5 ) L’homme tronc et ma petite personne n’étaient pas du tout destinés à nous parler, moins encore à nous connaître, et moins encore à rouler emmêlés sur un quelconque tapis.

Et pourtant… Dans mon enfer personnel et privé je lui tissais déjà une place de choix. Le tout était de l’y mettre, et je ne savais pas comment.

Nul besoin d’une longue-vue pour remarquer que l’affaire était fort mal engagée. Dans l’aquarium de ce café aux vitres embuées de perles d’eau, aux plantes croissant comme des algues sous-marines, aux serveuses gaulées comme des sirènes des Trois Suisses, mes pensées s’engluaient dans un mazout aussi liquide que mon café.
L’homme tronc, lui, prenait des airs de méduse. Un seul regard de ses yeux pétrole et je me changeais en statue tétanisée, cigarette en l’air, sourire imbécile greffé sur le visage. Vus la contraction spasmodique de mes maxillaires, mon manque total d’à-propos et son imperméabilité congénitale, toute ébauche de conversation promettait d’être périlleuse. Ce qui ne m’empêchait pas de me draguer les neurones à la recherche d’une entrée en matière adéquate :
- Vous venez souvent par ici ?
Idiot, j’avais déjà la réponse.
- Alors, comme ça, vous êtes médecin ?
Super. Avec un peu de malchance, il embraierait sur l’épidémie de grippe hivernale.
- Vous avez du feu, par hasard ?
Génial. Une fois son briquet tendu et ma clope allumée, il me resterait à lui demander si sa grand-mère fait du tricycle dans les allées du Père-Lachaise.

Le terrain avait toutes les apparences du glissant. Il fallait donc se rabattre sur du concret. Sur les lois de la physique élémentaire, à défaut du physique engageant. Sur une loi de la gravité terrestre mâtinée de ma gaucherie naturelle : tout objet délogé de sa place finit par toucher le sol.
Je me métamorphosais donc en tombeuse toute catégorie.

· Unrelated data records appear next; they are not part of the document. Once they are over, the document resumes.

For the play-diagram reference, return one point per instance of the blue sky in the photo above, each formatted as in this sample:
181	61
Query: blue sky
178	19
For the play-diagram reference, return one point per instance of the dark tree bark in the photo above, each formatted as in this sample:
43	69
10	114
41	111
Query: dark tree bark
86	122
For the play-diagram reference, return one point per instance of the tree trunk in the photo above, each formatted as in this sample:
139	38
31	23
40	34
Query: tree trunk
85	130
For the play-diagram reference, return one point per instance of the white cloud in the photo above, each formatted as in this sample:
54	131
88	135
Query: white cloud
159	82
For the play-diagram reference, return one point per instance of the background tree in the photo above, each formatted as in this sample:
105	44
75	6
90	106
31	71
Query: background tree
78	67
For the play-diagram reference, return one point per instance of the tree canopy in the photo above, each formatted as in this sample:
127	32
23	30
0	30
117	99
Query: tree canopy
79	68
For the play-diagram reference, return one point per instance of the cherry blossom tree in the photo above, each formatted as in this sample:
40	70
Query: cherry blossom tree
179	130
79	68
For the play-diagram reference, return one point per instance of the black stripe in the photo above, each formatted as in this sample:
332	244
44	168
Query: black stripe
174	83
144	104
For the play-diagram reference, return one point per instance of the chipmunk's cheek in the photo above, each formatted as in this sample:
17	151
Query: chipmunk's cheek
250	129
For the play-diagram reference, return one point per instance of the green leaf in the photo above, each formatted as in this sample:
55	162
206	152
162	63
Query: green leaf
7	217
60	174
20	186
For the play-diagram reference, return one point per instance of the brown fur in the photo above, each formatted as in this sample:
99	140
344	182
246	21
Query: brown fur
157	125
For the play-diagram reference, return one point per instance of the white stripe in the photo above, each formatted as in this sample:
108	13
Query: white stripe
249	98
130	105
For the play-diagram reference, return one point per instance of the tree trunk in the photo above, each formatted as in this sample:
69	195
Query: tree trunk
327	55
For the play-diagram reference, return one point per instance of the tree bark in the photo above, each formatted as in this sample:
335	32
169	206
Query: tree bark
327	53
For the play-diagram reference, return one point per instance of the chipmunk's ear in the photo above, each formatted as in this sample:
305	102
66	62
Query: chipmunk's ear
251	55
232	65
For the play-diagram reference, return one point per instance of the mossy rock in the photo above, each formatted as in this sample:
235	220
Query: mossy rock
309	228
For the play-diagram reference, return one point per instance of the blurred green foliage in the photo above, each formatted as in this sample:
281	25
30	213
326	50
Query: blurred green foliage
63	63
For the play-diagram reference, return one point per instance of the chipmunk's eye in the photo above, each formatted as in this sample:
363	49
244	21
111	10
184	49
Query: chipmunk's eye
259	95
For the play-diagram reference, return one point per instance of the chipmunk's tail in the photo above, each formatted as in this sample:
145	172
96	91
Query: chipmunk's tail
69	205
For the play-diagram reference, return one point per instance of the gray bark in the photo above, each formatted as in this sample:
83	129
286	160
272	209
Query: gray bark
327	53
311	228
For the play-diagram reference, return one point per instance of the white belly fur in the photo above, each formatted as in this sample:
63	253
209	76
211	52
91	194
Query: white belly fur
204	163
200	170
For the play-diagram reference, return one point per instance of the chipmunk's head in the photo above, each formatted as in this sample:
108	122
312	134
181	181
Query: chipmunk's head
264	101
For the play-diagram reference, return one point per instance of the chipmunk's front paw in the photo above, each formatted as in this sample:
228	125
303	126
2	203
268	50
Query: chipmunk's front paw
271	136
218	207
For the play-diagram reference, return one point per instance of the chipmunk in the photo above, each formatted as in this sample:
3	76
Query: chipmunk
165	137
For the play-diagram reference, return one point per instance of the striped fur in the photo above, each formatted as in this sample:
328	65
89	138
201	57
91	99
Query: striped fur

Devant moi s’ouvrait une radieuse perspective de femme à laquelle rien ne résiste, et surtout pas les affaires d’un homme tronc.
Un simple appel du pied sous la table et tout se ruait à mes pieds : le cendrier, son baise-en-ville, ses feuilles et ses articles.
Il se bornait à ramasser le corps du délit d’une main lasse.
Chaque chute scellait ma victoire et son exaspération.
Au bout de quelques séances de travaux appliqués, la tiédeur de nos rapports avait viré au polaire, avec option sur igloo clef en main.
Voilà qui tombait bien : tant d’indifférence m’ayant habillée pour l’hiver, je ne sortais plus sans mon manteau pure laine.